Headache is a very common complaint throughout the community. There are many causes of headaches and many different symptoms experienced in conjunction with headaches. The role of the upper cervical spine (neck) in the production particularly of more chronic, ongoing or recurring headache symptoms is becoming much more clearly recognised.
Cervical Contribution to Headache
Headache information to the brain is carried through part of the brain stem called the trigemino-cervical nucleus, which receives information from the nerves that supply the head and face as well as the top 3 levels of the neck. In the presence of an increase in information being transmitted from the top of the neck due to mechanical problem there, the pathway becomes hypersensitised. In this state what would otherwise be normal input from the neck or face becomes magnified and can be perceived in the brain as a headache. Pain can also be generated from active trigger points in the muscles of the upper cervical spine and referred into the face and head to produce headache symptoms.
Some symptoms associated with headache caused from the neck include: pain in the neck, head, face or eyes, dizziness, blurred vision and muffled or altered hearing.

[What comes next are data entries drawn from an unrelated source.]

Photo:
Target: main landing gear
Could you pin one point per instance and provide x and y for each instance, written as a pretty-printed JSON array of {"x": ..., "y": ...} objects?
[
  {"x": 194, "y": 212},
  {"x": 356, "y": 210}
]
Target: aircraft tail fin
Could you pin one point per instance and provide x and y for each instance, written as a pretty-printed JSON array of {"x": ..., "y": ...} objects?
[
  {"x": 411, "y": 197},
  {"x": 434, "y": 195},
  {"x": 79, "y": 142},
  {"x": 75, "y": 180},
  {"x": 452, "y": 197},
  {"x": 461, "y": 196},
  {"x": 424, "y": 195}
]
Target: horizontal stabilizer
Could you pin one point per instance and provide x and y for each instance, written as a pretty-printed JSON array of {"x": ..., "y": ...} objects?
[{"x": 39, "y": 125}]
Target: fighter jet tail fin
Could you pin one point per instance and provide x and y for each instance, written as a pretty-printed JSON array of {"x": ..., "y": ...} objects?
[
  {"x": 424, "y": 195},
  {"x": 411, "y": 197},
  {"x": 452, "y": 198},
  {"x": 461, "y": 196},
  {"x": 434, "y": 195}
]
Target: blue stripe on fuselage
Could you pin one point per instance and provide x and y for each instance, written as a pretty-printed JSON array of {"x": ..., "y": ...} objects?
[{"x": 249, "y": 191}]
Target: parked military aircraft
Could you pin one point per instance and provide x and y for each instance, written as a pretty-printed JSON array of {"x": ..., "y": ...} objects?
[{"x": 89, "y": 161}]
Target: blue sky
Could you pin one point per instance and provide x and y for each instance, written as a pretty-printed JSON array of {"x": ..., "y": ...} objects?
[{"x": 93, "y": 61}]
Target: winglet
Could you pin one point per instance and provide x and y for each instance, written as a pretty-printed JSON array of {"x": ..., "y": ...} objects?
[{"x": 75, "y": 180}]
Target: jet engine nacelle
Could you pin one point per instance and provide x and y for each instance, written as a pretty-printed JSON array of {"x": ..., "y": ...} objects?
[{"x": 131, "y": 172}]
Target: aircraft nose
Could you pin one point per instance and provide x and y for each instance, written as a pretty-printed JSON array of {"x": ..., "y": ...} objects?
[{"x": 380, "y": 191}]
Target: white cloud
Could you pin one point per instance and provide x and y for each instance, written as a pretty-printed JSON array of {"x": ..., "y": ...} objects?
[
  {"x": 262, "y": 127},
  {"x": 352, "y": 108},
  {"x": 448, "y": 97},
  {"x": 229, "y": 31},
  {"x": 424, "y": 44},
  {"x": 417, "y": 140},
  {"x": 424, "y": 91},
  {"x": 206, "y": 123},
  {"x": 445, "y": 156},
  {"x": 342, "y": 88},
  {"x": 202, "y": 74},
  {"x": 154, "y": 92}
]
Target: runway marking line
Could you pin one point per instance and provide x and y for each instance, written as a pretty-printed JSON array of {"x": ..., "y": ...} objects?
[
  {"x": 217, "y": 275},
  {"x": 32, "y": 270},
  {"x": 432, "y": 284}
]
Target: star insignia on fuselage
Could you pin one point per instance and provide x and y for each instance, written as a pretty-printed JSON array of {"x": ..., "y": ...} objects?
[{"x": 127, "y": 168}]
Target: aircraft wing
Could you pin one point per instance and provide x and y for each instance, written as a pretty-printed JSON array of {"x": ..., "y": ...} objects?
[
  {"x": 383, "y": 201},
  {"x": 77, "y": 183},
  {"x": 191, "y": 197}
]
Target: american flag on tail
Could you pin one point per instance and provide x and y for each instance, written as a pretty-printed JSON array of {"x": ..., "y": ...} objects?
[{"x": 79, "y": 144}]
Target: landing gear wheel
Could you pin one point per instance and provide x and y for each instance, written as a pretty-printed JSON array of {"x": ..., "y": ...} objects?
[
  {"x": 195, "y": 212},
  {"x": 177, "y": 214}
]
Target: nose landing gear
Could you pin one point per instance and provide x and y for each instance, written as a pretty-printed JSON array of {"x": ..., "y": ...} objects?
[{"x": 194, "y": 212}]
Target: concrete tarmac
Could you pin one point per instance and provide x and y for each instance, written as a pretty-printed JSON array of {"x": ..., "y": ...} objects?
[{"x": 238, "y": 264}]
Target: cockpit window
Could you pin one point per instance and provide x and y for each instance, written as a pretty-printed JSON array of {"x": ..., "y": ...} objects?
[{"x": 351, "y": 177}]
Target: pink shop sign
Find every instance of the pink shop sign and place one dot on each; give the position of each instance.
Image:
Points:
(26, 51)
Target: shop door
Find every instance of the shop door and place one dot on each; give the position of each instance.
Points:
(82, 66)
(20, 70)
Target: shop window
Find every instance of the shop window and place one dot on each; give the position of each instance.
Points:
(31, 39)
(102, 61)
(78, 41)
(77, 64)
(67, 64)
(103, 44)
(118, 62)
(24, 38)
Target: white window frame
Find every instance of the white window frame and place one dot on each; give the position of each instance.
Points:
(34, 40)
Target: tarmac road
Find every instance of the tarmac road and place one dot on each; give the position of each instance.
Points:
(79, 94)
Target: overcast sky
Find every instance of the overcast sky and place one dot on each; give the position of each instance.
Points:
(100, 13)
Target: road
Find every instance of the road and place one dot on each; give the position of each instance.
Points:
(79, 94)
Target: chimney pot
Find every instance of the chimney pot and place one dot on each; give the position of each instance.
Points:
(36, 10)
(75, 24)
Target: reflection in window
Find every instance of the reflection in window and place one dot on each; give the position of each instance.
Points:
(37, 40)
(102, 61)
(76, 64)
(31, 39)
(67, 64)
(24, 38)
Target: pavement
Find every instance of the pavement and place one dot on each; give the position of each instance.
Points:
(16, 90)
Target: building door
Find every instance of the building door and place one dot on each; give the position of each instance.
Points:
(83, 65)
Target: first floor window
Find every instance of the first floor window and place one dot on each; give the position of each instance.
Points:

Commonly these mechanical problems in the neck which lead to headache are generated as a result of poor posture, weak core or stabilising muscles of the neck and shoulder girdle, trauma or degenerative spinal changes.
Treatment of Headache Originating from the Neck
The first phase of treatment for headache arising from the neck involves restoring normal upper cervical mechanics. This is generally achieved through massage, stretching and joint mobilisation by your physiotherapist. Acupuncture can also be very effective in releasing tight, painful trigger points in the muscle. By restoring normal mechanics there is a decrease in stress and strain on sensitive soft tissue in the neck and a decrease in the information being sent from the neck to the trigemino-cervical muscles and a resultant decrease in the hypersensitivity of the pathway. Under these circumstances there is a normalisation of signal processing in the brain and a decrease in headache symptoms.

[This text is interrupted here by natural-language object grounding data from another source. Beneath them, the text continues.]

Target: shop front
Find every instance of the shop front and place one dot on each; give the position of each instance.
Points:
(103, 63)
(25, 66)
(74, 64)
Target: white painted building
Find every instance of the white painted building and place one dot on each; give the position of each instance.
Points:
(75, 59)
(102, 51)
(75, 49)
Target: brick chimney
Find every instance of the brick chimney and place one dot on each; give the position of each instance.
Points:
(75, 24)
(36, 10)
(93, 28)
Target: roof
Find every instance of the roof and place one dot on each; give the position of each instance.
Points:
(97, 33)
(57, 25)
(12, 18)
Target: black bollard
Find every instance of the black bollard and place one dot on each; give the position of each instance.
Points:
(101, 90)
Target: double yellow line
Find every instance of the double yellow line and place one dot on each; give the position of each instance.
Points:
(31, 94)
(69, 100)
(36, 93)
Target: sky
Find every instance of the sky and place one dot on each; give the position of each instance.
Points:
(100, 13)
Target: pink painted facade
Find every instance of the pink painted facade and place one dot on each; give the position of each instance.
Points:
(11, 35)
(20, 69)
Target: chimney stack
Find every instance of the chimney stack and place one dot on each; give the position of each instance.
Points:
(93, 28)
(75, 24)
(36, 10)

The second phase of treatment involves removing or reducing the initial cause of the problems in the upper cervical spine. This usually involves postural correction in conjunction with strength, stability and range of motion exercises for the neck to maintain normal spinal mechanics. This is done in order to prevent headache symptoms from recurring in the future and also to decrease excessive wear on the joints of the neck as a result of poor loading.